At about six thirty this morning, a group of
men in the Pennsylvania Reserves, with blue jackets and deer tails in
their hats, formed a thin skirmish line before a field of corn. The
dawn air had an oppressive humidity like a wool blanket, and the wet
ground muffled their footsteps. Silently, they crept into an
impenetrable fog to meet their destiny. The stillness of the morning
was shattered by the crack of rifles, thunder of artillery and the
screams of the wounded and dying. Just as their role in the battle
of Antietam began for the First Pennsylvania Bucktails, 150 years ago on September 17, 1862. Many vanished into the white
mist, never to return.
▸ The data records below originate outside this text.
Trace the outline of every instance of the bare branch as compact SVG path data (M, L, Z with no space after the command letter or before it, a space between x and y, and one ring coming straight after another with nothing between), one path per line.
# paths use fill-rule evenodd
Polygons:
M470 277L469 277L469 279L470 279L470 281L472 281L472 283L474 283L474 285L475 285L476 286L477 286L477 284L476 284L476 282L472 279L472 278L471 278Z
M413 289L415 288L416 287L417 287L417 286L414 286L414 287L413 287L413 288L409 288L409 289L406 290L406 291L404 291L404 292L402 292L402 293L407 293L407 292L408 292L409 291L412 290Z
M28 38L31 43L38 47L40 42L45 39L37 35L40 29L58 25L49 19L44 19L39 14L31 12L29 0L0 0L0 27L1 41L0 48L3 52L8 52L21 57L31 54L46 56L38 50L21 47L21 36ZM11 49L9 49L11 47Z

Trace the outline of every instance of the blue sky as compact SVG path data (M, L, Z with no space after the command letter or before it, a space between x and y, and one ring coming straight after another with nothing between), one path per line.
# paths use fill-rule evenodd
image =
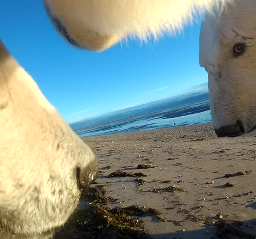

A quiet, peaceful morning began the single
bloodiest day in American history.
"...Smoke from the artillery
and musketry inundated the field. Soldiers in the thick of the fight
were covered with the black, greasy stain of burnt powder, which gave a
deadly, ghostlike appearance to the participants. The pungent smell of
trampled vegetation, sweat, powder and bodies imposed a surrealistic
perception that survivors carried with them the rest of their lives."
--Carnage in a Cornfield. Robert C. Cheeks, America's Civil War
magazine, September 1998
In tribute to those men who didn't come home, we got a taste of that today.